Few things to note:
- Google qps is closer to 100k then 320k [1]
- Not every query has to run on LLM. Probably only 10% would benefit from it
- This means 10,000 queries per second, each needing 5 A100s to run, so 50,000 A100s are sufficient. Cost for that is $500MM, quadruple that to $2B with CPU/RAM/storage/network. That is peanuts for Google.
- Let's say AI unlocks new, never seen before queries ('do more people live in madrid or tel aviv') and those are 10x in volume. So capex is now $20B, still peanuts.
- Latency, not cost, is a bigger issue. This should be addressed soon by H100 and newer chips.
- The main issue for the consumer remains the business model. Who will pay for LLMs (user or the advertiser) and will Google and Microsoft stuff ads into LLM responses?
[1] https://www.internetlivestats.com/one-second/#google-band
I would expect specific hardware acceleration for LLM if it becomes very relevant. That would improve latency and costs.
I use ChatGPT throughout the day as a widely knowledgeable coworker that periodically eats a bag of mushrooms, and have paid the $20 / month.

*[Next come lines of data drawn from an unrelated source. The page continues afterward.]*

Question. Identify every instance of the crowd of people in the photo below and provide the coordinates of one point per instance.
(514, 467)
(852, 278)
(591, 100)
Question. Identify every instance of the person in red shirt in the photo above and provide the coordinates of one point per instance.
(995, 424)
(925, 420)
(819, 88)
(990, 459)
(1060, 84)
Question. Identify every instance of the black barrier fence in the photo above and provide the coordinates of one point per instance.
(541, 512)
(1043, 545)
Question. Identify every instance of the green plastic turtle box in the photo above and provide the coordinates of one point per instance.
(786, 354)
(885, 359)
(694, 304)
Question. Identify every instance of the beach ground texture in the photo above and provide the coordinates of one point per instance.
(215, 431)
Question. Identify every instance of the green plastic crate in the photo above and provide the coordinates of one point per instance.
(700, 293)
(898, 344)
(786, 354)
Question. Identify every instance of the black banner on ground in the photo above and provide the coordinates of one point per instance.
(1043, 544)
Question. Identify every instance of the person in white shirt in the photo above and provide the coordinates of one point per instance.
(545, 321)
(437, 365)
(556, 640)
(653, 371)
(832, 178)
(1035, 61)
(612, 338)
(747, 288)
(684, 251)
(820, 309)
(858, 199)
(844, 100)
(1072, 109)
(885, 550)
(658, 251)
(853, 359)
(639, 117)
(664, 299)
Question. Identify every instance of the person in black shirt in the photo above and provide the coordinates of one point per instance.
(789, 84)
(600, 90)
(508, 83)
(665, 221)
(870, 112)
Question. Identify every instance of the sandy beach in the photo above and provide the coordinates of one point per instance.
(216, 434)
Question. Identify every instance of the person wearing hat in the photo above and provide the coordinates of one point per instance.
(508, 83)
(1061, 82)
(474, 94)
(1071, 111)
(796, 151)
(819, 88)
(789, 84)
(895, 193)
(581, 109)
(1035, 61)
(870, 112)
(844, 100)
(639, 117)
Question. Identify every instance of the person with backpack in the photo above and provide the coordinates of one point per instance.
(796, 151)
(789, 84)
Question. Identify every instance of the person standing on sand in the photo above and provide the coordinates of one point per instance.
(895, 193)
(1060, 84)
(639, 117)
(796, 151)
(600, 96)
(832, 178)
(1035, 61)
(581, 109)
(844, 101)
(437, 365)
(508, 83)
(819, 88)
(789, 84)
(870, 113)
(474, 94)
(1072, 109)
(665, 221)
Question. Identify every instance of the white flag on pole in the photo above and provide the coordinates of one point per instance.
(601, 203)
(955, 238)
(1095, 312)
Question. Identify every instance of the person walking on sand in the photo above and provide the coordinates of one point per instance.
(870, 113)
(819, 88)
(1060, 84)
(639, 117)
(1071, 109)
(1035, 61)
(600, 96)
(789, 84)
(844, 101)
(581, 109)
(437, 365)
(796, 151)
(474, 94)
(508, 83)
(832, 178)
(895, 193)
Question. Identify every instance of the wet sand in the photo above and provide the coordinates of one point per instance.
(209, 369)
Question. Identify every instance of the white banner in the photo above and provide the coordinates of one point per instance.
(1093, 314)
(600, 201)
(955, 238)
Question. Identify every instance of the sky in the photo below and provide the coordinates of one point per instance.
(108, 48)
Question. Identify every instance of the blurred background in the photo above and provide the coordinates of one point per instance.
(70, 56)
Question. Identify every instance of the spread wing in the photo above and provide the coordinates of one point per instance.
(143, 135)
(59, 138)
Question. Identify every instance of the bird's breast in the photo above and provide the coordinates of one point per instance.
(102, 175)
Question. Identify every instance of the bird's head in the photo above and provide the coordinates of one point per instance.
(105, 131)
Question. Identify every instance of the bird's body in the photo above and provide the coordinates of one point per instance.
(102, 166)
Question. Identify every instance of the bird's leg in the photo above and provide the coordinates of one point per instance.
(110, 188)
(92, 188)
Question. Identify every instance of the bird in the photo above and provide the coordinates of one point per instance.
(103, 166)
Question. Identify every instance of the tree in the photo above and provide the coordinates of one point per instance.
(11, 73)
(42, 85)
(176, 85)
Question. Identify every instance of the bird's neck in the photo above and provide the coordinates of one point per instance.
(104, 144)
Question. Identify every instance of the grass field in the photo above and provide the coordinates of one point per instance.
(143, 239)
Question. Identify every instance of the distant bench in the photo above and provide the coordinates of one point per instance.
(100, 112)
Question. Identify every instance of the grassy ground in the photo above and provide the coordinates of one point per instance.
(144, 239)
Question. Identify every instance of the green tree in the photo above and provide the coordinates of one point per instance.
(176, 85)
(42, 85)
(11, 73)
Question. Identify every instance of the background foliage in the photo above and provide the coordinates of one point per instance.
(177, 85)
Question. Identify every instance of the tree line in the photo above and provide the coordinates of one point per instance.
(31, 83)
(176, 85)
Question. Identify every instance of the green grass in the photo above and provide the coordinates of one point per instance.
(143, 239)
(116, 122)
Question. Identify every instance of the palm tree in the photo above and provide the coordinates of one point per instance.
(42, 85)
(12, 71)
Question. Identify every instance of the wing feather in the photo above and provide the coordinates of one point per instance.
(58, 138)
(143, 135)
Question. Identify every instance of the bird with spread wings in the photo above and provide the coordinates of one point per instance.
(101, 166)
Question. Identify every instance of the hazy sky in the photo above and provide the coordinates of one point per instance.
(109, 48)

I’d note this description matches all the most useful coworkers I’ve had, except that they cost a ton more per month.
Before spending $$$ on the hardware accelerators, there is still a lot to achieve using software optimizations for inference and trainings workloads. We optimized GPT-J, and others, for real. https://centml.ai/benchmarks/
These NVIDIA A40 GPUs mentioned on the page you’ve linked cost $4000 (Amazon) to $10000 (Dell), deliver similar performance to Intel A770 which cost $350. That’s 1 order of magnitude difference in cost efficiency.